それにしても、私は頼りない久松くんより山家屋の清兵衛の方が良いと思うのだけど、どうしてお染ちゃんは久松に首ったけなのだろう?清兵衛がもし、去年12月に観た『恋娘昔八丈』のお駒ちゃんと無理矢理祝言を上げようとした喜蔵とか「封印切」の八右衛門みたいなタイプだったら、お染ちゃんが久松の方の方が良いっていうのも分かるけれども…。そう思うと、なぜ、専助は清兵衛をああいうカッコよくて人間的にも男気のある人にしたのだろうと、考えてみたくなる。浄瑠璃には「二夫にまみえず」という言葉がよく出てくることを考えると、江戸時代の人々にとっては、清兵衛がかっこよくて、お染ちゃんの事情を全てのみこんで万事上手くいくようにしてくれる人だと分かっていても、二夫にまみえず、久松を一途に思っているところが共感を呼んだのだろうか。

生玉の段

お染と久松が地蔵めぐりに生玉神社を訪れるという場面。地蔵めぐりというのが、地獄への道を暗示している。二人でお互いを褒めあいつかの間のデートをした後、お染久松の歌祭文を立ち聞きしてみると、何と、他人の空似と思っていたお染久松の歌祭文は自分たちのことを話題にしていたのだ。もはや世間に知られては生きてはいけぬと思う二人の前に善六が現れる。実はこの歌祭文は善六が仕掛けたものであったのだ。それを知った久松は思わず善六を刺し殺してしまう…のだが、実はそれは夢であった。夢オチというのも斬新だけど、舞台上部から「夢」と書かれた看板が降りてくるというのが衝撃的。まるで三谷文楽。ここも笑うべきところだったのだろうか?

質店の段

生玉の段は久松の夢だったのだが、お染も同じ夢を見ていた。二人は最期の時が近い印かと、胸塞がる思いをするのだった。

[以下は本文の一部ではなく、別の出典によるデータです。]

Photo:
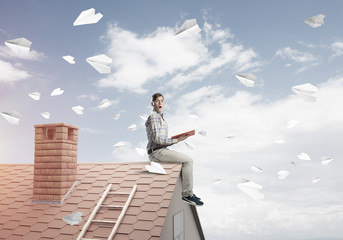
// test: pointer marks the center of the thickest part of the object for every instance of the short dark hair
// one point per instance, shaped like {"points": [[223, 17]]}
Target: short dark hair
{"points": [[156, 95]]}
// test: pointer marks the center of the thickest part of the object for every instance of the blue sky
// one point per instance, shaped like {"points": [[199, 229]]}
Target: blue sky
{"points": [[197, 77]]}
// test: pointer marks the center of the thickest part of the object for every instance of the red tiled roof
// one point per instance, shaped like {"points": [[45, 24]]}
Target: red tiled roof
{"points": [[20, 218]]}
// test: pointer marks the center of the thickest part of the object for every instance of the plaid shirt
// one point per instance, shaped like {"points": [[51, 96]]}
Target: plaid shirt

そこに久松の親、久作が在所から訪ねてくる。『新版歌祭文』では久松は久作と実の親子ではなく育ての親という設定。こちらの『染模様』では久作は久松の実の父だ。久作は貧しい在所の土百姓で、久松が奉公するお染ちゃんの家に行くにも、年末に一足早く咲いた梅と蕪をお土産として持ち、あかぎれ裸足に足袋もはかず、徒歩でやってくる貧しさだが、その実直で久松のことを真摯に思う姿に胸打たれる。最初は久作を場をわきまえぬ厄介者のように扱う久松も、親が子を思う思いにほだされ、お染と別れ、暇乞いして在所に帰り、在所のいいなずけと祝言を上げることを了承する。久松が帰ることを了解すると、親久作はすっかり優しい父親に戻って、泣く久松の鼻をかんでやったりと、久松を子供のように扱う。この父親にとっては久松はまだまだ子供なのだ。親は子供の成長を願いつつも、いつまでも子供のままでいてほしいという気持ちを抱えているものなのかもしれない。しかし、一方で、旧悪は、久松はもう自分が知っている子供の久松ではないことも無意識の内に感じ取っている。久作は、年が改まってから久松を迎えに来るが、それまで久松が何かしでかさないようにと蔵の中に閉じ込めたいとおかつに申し出る。おかつは快く応じる。

蔵前の段
以前、文楽劇場で観た時は、お染の父が「白骨の御文」を読誦する場面が省略されていたようだ。「朝には紅顔あつて 夕べには白骨となれる身なり」というそのお経は、死を以って成就される契りなどなく、死は無慈悲でむごたらしいものであると言わんばかりの内容で、心中するしかないと追い詰められたお染と久松の悲劇を一層、際立たせる、とても印象的な場面だ。その「白骨の御文」を読誦した父、太郎兵衛は、お染ちゃんを優しく諭すが、時すでに遅し、お染ちゃんの心には父の願いは届かない。お染ちゃんにとっては死ぬことは既に決まったことで、ただただ自分が死んだ後に嘆くだろう父の姿が目に浮かび、涙するばかりだった。

そして元旦の朝になり、おかつは自害したお染を発見する。さらに久作は久松が蔵の中で自害しているのを見つける。まるでロミオとジュリエットのように、生き急いでしまった二人の悲しい物語は幕を閉じるのでした。